Inside the Nintendo Famicom
August 7th, 2008 by Benj Edwards25 years ago, Nintendo entered the home video game system arena with the release of the Family Computer (Famicom) in Japan. You may know the console as the Nintendo Entertainment System, which sold 61.9 million units worldwide in its various forms.
In honor of its anniversary, I took apart an original Famicom and its accessories (including an original Famicom Disk System) while documenting the process on my trusty workbench. You can see the result as a slideshow on PC World.
I had this piece ready to go before July 15th (the actual anniversary date), but it got pre-empted by E3 coverage. I hope you enjoy it, even if it is a tad late.
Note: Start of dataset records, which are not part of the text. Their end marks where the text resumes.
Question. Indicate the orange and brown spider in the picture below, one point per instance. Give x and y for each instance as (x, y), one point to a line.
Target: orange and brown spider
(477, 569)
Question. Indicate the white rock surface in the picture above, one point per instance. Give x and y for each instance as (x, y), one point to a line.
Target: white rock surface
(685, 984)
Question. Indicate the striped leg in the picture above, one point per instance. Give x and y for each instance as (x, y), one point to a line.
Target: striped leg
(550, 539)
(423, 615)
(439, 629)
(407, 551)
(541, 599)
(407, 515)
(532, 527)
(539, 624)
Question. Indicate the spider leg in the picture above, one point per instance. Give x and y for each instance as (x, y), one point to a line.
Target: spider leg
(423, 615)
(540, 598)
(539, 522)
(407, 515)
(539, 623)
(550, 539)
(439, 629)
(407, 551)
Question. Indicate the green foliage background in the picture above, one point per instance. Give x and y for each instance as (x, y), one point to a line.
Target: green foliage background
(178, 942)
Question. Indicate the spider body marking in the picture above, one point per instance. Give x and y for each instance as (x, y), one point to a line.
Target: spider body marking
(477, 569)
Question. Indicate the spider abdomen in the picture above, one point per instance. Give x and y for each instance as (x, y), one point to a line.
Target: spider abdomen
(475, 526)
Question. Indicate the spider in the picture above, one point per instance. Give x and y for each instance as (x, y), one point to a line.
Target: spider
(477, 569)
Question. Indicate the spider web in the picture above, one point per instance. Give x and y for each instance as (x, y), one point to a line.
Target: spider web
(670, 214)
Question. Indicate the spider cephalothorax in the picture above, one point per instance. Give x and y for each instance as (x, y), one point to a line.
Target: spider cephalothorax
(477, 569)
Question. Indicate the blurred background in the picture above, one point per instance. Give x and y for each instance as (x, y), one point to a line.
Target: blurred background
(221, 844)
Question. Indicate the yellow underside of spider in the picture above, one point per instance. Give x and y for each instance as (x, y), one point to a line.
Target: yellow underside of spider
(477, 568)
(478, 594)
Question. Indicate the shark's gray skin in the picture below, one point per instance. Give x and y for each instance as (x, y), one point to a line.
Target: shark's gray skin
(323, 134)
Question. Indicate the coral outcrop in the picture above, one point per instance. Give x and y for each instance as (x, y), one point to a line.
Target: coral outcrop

(If you liked this slideshow, you might also like my previous PC World teardowns of the IBM Model M Keyboard, Apple IIc, and the TRS-80 Model 100.)
August 7th, 2008 at 3:23 pm
This was great!
August 7th, 2008 at 6:36 pm
Your best techopsy to date.
August 7th, 2008 at 7:48 pm
Great article. It was very in-depth, yet simple enough that most ordinary people can understand.
August 8th, 2008 at 3:56 pm
Thanks, guys. I’m very happy that you liked it.
August 8th, 2008 at 4:34 pm
Good stuff. Interesting thing about the mic port on the Famicom which seems to have been overlooked in video game history, but came back in the DS.
Didn’t the Famicom also have an official Nintndo cassette drive for storage? I’d love to hear the sounds of that.
August 9th, 2008 at 12:58 am
AWESOME AWESOME AWESOME!
August 9th, 2008 at 7:00 am
Nice article.
That makes me want to import a famicom… and an adaptor to plug my NES games into it… but I hate hard-wired controllers.
I wonder if one could hack a microphone connection into an NES.
August 10th, 2008 at 5:54 pm
Loved it!
September 2nd, 2008 at 7:01 pm
I actually own one of these and a FDS as well. It’s great, but RF sucks. Unfortunately, getting good A/V out of this thing is a pain as well because if you do get it off of the PPU (good thing), you have to cut the trace giving the signal to the existing amplification hardware. And then you have to invent your own. And I can’t figure out to what degree everything needs to be amplified.